I rented a Dynavibe Classic from Viking Aircraft Engines for $200. With a few Kitplanes Articles (Propeller Balancing & Good Vibes) and some video help – it looked like something I could handle myself. My buddy Alan also needed to do his RV-4, so we made it a team effort. The process is actually dirt simple. The system is three components. First, you have the optical sensor that is used to track the propeller RPM through a reflective sticker on one of the prop blades. There are some constraints here regarding hub distance vs RPM vs sticker size. But again, read the chart and you’re good to go. The second component is an accelerometer. This device will measure the vibration produced. And lastly you have the control unit that allows you to get the outputs of your testing. Both the optical sensor and accelerometer bold directly to the engine. Make sure the optical sensor has a good line of sight to the master blade (the one with the sticker), and make sure the accelerometer is positioned perpendicular to the plane of travel for the cylinders (straight up and down works well for our horizontally opposed Lycomings) and as far forward as possible. Now decide on your target RPM. Your best options are cruise or take off RPMs. I chose to balance at 2500 RPM. Now run up your plane, average out the values, and see where you are at.
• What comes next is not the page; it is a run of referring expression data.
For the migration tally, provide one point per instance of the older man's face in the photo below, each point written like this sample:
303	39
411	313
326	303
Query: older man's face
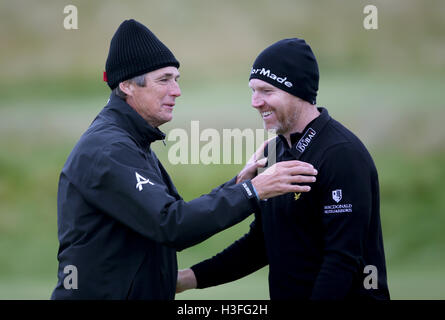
156	100
278	109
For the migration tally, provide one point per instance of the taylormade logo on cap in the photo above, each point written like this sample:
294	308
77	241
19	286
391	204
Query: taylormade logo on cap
272	76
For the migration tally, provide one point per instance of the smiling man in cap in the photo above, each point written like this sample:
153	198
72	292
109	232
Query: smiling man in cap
323	244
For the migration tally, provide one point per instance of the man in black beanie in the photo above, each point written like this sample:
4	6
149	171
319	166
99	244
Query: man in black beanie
120	218
327	243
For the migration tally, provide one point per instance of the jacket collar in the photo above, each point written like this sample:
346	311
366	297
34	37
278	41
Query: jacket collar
128	119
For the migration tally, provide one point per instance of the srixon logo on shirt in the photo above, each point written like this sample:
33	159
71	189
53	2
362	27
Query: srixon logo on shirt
269	74
306	140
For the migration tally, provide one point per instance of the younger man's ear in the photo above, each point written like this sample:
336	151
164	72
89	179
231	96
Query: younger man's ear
126	87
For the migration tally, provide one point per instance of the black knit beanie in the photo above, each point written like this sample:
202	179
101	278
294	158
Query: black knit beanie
289	65
135	50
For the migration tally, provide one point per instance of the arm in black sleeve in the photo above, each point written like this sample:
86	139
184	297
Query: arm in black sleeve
240	259
346	196
111	186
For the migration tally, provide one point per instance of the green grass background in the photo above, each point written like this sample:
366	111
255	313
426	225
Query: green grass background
385	85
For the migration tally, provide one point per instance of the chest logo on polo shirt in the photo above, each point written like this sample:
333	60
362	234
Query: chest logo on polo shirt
141	181
306	140
336	195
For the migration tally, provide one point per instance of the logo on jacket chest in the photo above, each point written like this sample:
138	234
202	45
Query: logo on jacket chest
336	195
141	181
306	140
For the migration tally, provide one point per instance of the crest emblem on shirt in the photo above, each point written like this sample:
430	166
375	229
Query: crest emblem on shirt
141	181
337	195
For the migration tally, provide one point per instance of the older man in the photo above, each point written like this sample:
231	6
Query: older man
324	244
120	218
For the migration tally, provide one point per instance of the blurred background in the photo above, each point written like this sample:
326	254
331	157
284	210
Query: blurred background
386	85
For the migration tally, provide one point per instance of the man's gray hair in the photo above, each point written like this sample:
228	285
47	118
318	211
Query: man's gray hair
138	80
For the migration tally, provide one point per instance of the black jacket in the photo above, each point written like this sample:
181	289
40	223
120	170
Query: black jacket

Run one for me showed a value of 0.21 IPS at 352°, which as starting points go, is pretty good! Now, here is the only thing that you have to keep straight in your head. First, the degrees given is where the HEAVY side is. In other words, to balance the system you need to add 180° from the value given. Second. The degrees stated are from the master prop (one with the sticker) IN THE DIRECTION OF TRAVEL. If you remember DIRECTION OF TRAVEL – its easy to remember what way you are looking both from the back or the front of the prop!
Adding weight with the standard Lycoming flywheel is easy. There are a number of holes all the way around, that enable the easy addition of weight. It took a couple more runs to fine tune. The second run gave a value of 0.16 IPS @ 121°. Basically we had a little too much weight, and were slightly off on the location. Run three, we moved that bolt one location over in the direction of the light side and got a value of 0.07 IPS @ 92°. Now we just removed a little weight and the final run gave a value of 0.01 IPS @ 146°. Anything under 0.07 is considered excellent, and 0.01 is awesome! Very happy with the results.
My buddy Curtis stopped by the hangar as we finished doing the balance to tell us “Oh, I have a DynaVibe classic you could have used for free!” Thanks Curtis for the timely announcement! 😀
We also balanced the wooden fixed pitch prop on Alan’s RV-4. As we had already done my prop, we were quite quick in doing his. His values started out at 0.61 IPS 29°. After 3 runs, and three bolts, we arrived at a 0.05 IPS @ 216 degrees. I was not able to notice a difference between my 0.21 and 0.01 – but unlike Alan I am not yet attuned to the vibrations and sounds of my engine. I speculated that Alan would be able to feel a difference between 0.61 and 0.05. Sure enough he said on the taxi back to his hangar he could notice a definite reduction in vibration. I’m curious to hear his flight observations!